The 2015 DNA law, requiring all citizens, visitors and residents to provide DNA samples to the authorities, was introduced after the June 2015 suicide bombing of the Imam Sadiq Mosque, which killed 27 people and wounded 227. Authorities reported to local media that anyone failing to comply with the law would be subject to sanctions, including cancelling their passports and a possible travel ban. In July, the United Nations Human Rights Committee found the law imposed "unnecessary and disproportionate restrictions on the right to privacy." In 2016, the emir directed the authorities to amend the law in line with constitutional standards.

Women's Rights, Sexual Orientation, and Gender Identity

Kuwaiti personal status law, which applies to Sunni Muslims, the majority of Kuwaitis, discriminates against women. For instance, some women require a male guardian to conclude her marriage contract; women must apply to the courts for a divorce on limited grounds unlike men who can unilaterally divorce their wives; and women can lose custody of their children if they remarry someone outside the family. The rules that apply to Shia Muslims also discriminate against women.

Kuwait has no laws prohibiting domestic violence or marital rape. A 2015 law establishing family courts set up a center to deal with domestic violence cases, but requires the center to prioritize reconciliation over protection for domestic violence survivors. Article 153 of the Kuwaiti penal code stipulates that a man who finds his mother, wife, sister or daughter in the act of adultery and kills them is punished by either a small fine or no more than three years in prison.

Kuwaiti women married to non-Kuwaitis, unlike Kuwaiti men, cannot pass citizenship to their children or spouses.

Adultery and extramarital intercourse are criminalized, and same-sex relations between men are punishable by up to seven years in prison. Transgender people can be arrested under a 2007 penal code provision that prohibits "imitating the opposite sex in any way."

Death Penalty

Kuwait maintains the death penalty for non-violent offenses, including drug-related charges, and carried out five executions in 2013, the first time the country had applied the death penalty since 2007. In 2015 and 2016, courts sentenced at least nine people to death.

Key International Actors

Kuwait joined the Saudi-led coalition that began attacking Houthi and allied forces in Yemen on March 26, 2015. Human Rights Watch documented 58 unlawful coalition airstrikes in Yemen, some of which may amount to war crimes, that killed nearly 800 civilians and repeatedly hit markets, schools and hospitals. Kuwait-hosted peace talks between Yemeni parties to the conflict broke down in August.
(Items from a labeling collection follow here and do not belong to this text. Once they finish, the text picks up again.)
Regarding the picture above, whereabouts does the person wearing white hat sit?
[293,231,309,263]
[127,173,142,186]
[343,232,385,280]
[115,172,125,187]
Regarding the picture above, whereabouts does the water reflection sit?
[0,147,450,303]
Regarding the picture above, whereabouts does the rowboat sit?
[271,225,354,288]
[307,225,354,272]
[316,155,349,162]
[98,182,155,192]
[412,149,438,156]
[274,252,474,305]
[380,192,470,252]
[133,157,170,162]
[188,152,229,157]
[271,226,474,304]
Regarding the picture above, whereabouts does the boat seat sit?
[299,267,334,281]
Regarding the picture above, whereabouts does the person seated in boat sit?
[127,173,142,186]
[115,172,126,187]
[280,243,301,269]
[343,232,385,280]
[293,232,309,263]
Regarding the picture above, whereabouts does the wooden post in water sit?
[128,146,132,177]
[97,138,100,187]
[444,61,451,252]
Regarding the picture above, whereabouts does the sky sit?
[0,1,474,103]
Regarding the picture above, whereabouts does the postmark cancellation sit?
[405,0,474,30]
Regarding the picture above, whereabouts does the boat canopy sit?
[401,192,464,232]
In 2016, the United States classified Kuwait as a Tier 2 country in its annual Trafficking in Persons Report. After classifying Kuwait as a Tier 3 country for nine consecutive years, the report credits the improvement to the passing of the 2015 domestic workers law and an unprecedented number of convictions of traffickers under the 2013 anti-trafficking law. The report found that Kuwait continued to have a rampant forced labor problem and that victims of trafficking were still being arrested, detained, and deported.

In August 2016, the United Nations Committee against Torture expressed its concern at reports of prolonged arrest and torture by Kuwaiti police and security forces of protesters, members of minorities, and persons suspected of terrorist activities. The committee also urged Kuwait to reinstate its de facto moratorium on applying the death penalty.